Gemalto sees blockchain emerging as a potential technology; adoption of blockchain has doubled from 9% to 19% in the last 12 months, with a quarter (23%) of respondents believe that blockchain technology would be an ideal solution to use for securing IoT devices, with 91% of organisations that don’t currently use the technology are likely to consider it in the future.

As blockchain technology finds its place in securing IoT devices, businesses continue to employ other methods to protect themselves against cybercriminals. The majority (71%) encrypt their data, while password protection (66%) and two factor authentication (38%) remain prominent.

However web security company High-Tech Bridge sees that figure as be too optimistic:

“I think the survey results are somewhat optimistic with almost a half of the European companies claiming to have IoT breach detection capacities,” said CEO Ilia Kolochenko. “ In my experience, less than 10% of European organizations have an up to date inventory of their IoT devices, let alone breach detection capacities. Shadow IoT, brought and implemented by employees, exacerbate the situation as corporate data starts being stored on unidentifiable and uncontrollable devices, often with backup in external storage locations or the cloud.”

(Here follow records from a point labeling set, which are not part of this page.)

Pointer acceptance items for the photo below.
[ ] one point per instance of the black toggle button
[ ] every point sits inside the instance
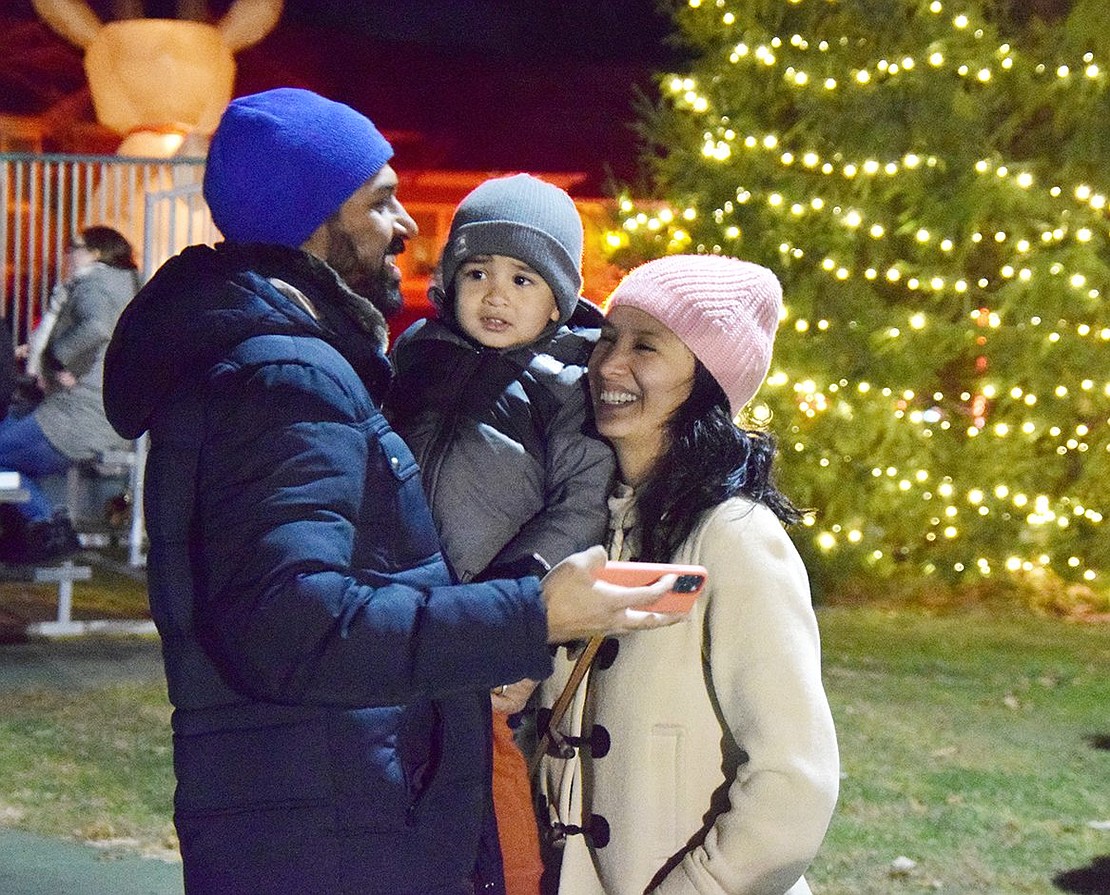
(607, 653)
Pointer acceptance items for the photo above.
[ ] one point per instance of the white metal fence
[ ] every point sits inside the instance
(155, 203)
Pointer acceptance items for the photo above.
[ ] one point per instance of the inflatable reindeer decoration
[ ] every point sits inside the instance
(159, 82)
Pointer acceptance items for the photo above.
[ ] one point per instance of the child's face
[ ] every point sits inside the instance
(501, 302)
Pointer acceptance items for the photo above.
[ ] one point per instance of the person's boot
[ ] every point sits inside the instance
(12, 534)
(49, 540)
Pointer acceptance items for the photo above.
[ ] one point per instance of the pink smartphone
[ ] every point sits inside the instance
(682, 595)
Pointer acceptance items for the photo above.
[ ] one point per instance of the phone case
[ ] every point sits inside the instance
(679, 599)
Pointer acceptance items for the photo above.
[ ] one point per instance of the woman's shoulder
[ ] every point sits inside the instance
(739, 513)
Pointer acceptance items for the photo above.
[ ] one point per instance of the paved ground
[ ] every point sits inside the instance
(36, 865)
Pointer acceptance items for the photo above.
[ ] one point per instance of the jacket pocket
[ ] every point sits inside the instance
(662, 776)
(253, 768)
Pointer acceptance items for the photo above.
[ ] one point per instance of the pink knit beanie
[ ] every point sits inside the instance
(725, 311)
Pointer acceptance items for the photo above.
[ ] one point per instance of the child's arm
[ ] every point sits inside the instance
(579, 476)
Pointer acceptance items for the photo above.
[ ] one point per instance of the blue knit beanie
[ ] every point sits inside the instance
(525, 218)
(281, 162)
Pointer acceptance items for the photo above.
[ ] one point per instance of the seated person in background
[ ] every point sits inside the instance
(69, 423)
(491, 398)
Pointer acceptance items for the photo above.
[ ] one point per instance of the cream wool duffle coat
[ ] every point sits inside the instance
(723, 771)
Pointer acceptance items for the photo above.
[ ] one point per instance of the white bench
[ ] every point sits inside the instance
(62, 573)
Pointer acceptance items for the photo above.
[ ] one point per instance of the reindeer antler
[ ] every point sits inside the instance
(72, 19)
(249, 21)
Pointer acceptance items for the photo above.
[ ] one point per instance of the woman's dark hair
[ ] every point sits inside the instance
(111, 247)
(707, 460)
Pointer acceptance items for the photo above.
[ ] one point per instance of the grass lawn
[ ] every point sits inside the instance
(969, 745)
(972, 744)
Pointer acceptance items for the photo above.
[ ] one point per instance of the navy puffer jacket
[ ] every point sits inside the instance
(296, 582)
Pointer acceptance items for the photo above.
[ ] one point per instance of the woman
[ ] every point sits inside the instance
(722, 771)
(69, 423)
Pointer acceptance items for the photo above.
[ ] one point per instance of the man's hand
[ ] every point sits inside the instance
(512, 697)
(581, 606)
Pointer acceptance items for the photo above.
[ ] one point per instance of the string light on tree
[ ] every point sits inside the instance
(940, 384)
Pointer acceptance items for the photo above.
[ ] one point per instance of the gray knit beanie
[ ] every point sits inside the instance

Blockchain capacity to secure IoT is somewhat overestimated, she says, as the technology by definition has nothing to do with many popular attack vectors on IoT devices. GDPR's role is also questioned, as most of the careless IoT manufactures are located far beyond EU jurisdiction and do not care about any judicial decisions of European courts against them. Moreover, not every IoT is designed to store or process PII, thus making GDPR simply inapplicable.

“Uniform regulation of the IoT market is a Utopia amid current geopolitical tensions in the technology sector. Nonetheless, governmental regulation of secure-by-design IoT is certainly a good idea and probably is the only way to make the IoT market more reliable,” she said.